The expression on the same lymphocytes of two proteins (2B4 and CD2) that bind the same ligand (CD48) raises the question of whether CD2 and 2B4 have distinct functions. An analogy is exemplified by the well-characterized interactions of the T cell molecules CD28 and CD152, which bind the same ligands, CD80 and CD86 (38). There are several interesting parallels that can be drawn between these two pairs of molecules (CD28/CD152 and 2B4/CD2) that share ligands. First, they have different affinities for the same ligand, i.e., 2B4 and CD2 have different affinities for CD48, and CD152 has a 10-fold higher affinity than CD28 for CD80 (39). Second, their patterns of expression differ. The expression of both 2B4 and CD152 is much enhanced on activated cells (10, 11, 38), whereas both CD2 and CD28 are present on resting and activated cells. Third, they have different cytoplasmic regions. In the case of CD28 and CD152, this results in completely different functions, with CD28 stimulating and CD152 inhibiting (38). Thus, it seems likely that the cytoplasmic portions of 2B4 and CD2 will confer different functions. The more restricted expression of 2B4 on cells associated with non-MHC–restricted killing compared with CD2, which is present on virtually all T cells, suggests the primary role of 2B4 may be in generation of lytic activity. This is supported by the absence of effects of CD48 mAbs on target recognition (29).
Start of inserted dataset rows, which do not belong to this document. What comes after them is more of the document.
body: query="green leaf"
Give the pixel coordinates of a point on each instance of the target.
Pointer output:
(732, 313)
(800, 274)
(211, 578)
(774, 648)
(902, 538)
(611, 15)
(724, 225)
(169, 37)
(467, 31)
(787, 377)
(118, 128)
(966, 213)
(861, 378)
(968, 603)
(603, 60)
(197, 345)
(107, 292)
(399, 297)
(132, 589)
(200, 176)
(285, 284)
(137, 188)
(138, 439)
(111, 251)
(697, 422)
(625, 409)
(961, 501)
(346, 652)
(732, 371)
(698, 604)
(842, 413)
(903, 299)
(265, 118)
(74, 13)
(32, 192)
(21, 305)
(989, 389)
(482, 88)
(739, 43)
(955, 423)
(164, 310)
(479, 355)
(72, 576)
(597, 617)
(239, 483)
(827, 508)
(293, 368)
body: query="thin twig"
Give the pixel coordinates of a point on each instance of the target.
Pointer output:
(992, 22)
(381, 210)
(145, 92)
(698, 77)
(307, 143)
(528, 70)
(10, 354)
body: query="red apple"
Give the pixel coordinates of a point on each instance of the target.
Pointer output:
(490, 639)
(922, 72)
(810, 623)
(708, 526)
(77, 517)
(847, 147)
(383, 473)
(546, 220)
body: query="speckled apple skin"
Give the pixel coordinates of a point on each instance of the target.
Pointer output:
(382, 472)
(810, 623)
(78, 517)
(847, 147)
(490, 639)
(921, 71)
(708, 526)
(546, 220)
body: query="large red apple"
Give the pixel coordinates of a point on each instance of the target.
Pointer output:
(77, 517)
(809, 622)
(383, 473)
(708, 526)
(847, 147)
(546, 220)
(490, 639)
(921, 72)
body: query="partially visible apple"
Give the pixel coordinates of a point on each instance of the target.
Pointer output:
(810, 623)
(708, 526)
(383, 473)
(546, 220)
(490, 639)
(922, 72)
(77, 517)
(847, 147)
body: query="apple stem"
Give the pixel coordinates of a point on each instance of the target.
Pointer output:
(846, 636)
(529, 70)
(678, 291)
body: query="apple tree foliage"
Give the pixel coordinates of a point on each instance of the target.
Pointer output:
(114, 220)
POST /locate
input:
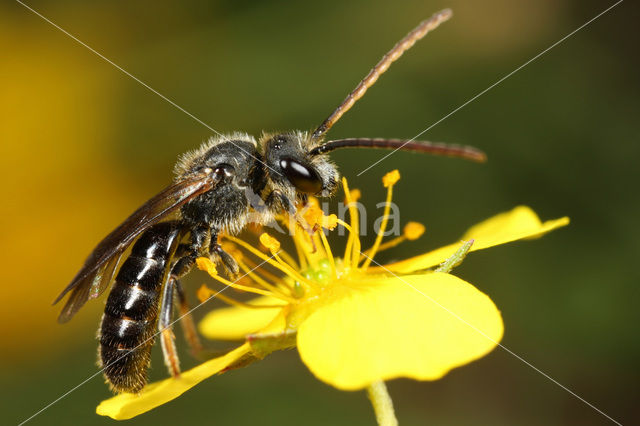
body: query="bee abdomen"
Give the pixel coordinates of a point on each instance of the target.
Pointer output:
(129, 322)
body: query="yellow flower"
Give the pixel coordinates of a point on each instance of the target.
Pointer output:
(354, 322)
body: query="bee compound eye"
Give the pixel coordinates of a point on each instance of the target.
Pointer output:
(302, 176)
(223, 171)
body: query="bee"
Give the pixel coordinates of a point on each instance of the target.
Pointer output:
(215, 190)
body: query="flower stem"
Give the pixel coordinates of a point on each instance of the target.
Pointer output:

Experiments have been done in vitro and in vivo with CD48 and CD2 mAbs that can now be reinterpreted in the light of there being two ligands for mCD48. For example, a CD48 mAb (HM48-1) has been shown to inhibit development of non-MHC–restricted lytic activity, whereas a blocking CD2 mAb had no effect (29). One explanation for this is that it is the 2B4–CD48 and not the CD2–CD48 interaction that has a major role in the development of the lytic population. In vivo, the synergistic effects of blocking CD2 and CD48 mAbs on allograft survival may be explained by disruption of the 2B4–CD48 and the CD2– CD48 interactions (30). Clearly, further experiments are needed to clarify this point. The activating properties (10) and partial inhibition of the 2B4–CD48 interaction make the currently available 2B4 mAb unsuitable for such experiments. Finally, recent observations that there are differences in phenotype between CD48- (40) and CD2-deficient mice (41, 42) can now be investigated with reference to the existence of an alternative ligand for CD48.